Every kind of demonstration and gesticulation was going on. Men squealed, women fainted, dogs barked, white and colored people shook hands, songs were sung . . . every face had a smile, and even the dumb animals seemed to realize that some extraordinary event had taken place. . . . Rumor said that in several instances the very thought of being set at liberty and having no more auction blocks, no more separation of parents and children, no more horrors of slavery, was so elative and heart gladdening that scores of colored people literally fell dead with joy.

Turner closed his essay with these words:

It was indeed a time of times, and a half time, nothing like it will ever be seen again in this life. Our entrance into Heaven itself will only form a counterpart. January 1st, 1913, will be fifty years since Mr. Lincoln’s proclamation stirred the world and avalanched America with joy, and the first day of next January, 1913, our race should fill every Church, every hall, and every preacher regardless of denomination should deliver a speech on the results of the proclamation.

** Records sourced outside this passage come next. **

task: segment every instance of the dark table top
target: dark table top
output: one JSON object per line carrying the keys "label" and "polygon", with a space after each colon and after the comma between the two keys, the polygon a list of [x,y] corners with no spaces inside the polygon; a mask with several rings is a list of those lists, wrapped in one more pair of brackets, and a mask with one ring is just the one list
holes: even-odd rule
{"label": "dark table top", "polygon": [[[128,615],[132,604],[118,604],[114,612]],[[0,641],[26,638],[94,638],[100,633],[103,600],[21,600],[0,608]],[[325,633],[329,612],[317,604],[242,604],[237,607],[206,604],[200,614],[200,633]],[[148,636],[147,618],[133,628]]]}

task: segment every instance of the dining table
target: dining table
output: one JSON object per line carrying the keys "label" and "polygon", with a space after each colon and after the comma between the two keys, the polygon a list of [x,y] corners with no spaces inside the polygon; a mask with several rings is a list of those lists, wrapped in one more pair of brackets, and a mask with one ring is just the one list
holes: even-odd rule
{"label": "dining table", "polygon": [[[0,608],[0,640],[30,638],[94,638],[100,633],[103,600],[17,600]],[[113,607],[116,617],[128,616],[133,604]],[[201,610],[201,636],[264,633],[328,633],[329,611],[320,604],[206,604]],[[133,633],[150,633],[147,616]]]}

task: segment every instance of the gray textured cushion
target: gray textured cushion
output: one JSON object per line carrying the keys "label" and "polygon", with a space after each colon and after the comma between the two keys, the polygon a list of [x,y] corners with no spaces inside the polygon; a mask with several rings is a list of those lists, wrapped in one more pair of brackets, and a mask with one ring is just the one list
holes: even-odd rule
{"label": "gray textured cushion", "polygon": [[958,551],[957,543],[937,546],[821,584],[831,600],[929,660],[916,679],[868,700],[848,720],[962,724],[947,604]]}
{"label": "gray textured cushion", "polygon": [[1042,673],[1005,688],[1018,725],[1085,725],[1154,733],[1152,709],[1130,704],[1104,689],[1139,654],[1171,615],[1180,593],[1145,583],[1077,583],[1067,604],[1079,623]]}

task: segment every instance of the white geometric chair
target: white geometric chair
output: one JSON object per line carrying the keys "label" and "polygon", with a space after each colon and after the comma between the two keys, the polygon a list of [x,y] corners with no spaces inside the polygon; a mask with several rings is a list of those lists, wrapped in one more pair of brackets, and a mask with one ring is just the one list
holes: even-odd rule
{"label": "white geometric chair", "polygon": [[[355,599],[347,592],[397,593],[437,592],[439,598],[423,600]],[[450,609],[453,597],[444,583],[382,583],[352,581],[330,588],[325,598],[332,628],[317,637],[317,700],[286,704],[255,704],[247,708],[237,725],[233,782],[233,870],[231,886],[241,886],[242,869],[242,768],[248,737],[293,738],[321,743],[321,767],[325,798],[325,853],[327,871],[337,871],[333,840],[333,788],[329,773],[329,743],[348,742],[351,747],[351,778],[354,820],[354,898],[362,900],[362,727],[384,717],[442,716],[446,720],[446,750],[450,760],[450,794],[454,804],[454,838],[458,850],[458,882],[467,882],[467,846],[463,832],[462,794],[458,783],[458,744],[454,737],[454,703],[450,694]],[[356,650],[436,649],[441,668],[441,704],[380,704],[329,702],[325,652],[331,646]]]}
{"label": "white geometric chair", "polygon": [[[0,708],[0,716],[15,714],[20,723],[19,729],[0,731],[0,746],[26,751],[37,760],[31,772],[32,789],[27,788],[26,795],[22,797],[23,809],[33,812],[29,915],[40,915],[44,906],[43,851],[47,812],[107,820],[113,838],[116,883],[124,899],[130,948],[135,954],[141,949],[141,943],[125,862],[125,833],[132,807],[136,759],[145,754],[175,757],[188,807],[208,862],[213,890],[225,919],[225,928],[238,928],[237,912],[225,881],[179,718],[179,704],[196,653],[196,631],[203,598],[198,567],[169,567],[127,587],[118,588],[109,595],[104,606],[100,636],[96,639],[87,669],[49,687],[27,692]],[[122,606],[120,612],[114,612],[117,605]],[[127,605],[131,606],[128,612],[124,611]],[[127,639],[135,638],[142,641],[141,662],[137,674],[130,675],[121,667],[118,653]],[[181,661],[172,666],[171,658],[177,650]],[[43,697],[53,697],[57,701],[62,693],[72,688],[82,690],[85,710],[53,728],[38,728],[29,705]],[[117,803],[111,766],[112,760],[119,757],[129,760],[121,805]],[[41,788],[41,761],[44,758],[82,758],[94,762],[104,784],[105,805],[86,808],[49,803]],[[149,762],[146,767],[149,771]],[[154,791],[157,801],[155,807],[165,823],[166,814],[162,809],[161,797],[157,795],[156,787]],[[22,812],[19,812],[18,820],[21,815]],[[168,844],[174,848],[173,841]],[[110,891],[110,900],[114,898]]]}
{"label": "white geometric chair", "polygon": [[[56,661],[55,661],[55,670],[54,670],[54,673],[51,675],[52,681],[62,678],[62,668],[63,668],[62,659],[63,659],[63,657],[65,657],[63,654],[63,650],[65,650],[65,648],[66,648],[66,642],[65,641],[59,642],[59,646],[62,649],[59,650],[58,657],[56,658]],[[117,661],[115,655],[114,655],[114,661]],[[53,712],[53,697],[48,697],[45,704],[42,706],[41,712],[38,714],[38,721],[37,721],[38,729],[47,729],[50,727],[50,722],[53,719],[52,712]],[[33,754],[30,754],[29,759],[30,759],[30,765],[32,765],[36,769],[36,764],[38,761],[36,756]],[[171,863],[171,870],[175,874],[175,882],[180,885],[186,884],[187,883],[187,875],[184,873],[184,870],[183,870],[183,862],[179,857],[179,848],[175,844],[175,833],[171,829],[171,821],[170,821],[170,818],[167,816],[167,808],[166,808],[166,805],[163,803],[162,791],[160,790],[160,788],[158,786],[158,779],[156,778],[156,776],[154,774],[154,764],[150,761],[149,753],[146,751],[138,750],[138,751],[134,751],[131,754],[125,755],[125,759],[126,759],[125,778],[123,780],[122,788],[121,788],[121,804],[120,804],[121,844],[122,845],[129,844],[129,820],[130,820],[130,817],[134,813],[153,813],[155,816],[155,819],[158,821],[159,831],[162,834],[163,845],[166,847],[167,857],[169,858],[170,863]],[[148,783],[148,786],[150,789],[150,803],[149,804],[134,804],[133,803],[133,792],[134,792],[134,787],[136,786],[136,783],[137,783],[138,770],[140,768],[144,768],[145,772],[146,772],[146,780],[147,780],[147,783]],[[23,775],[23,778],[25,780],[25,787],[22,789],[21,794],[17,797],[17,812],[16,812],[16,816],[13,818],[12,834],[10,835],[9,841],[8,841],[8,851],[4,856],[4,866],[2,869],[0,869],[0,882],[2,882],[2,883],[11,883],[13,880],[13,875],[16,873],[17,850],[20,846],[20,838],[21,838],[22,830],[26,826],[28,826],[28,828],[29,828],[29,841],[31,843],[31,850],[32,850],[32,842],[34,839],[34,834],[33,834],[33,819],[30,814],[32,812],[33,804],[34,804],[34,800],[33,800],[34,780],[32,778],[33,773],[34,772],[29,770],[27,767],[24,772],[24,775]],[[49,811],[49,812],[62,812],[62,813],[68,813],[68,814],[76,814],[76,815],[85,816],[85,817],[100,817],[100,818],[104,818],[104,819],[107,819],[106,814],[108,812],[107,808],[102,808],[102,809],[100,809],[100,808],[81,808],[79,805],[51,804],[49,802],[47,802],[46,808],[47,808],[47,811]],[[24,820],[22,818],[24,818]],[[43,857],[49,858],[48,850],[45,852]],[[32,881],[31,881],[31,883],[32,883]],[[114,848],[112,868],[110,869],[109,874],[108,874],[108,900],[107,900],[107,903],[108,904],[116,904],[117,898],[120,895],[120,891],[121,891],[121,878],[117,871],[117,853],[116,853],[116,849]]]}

Hyperbole aside, Turner’s “Reminiscence of the Emancipation” spoke to what he truly longed for in America, for African Americans—a chance to be free and to be part of the American fabric. Despite his bitterness toward the country during this time, Turner could still reflect back on a time that America could have headed into another direction with the Emancipation leading the way.

Works Cited

Johnson, Andre E. (ed). An African American Pastor Before and During the American Civil War: The Literary Archive of Henry McNeal Turner, Vol. 1. Edwin Mellen Press, New York, 2010.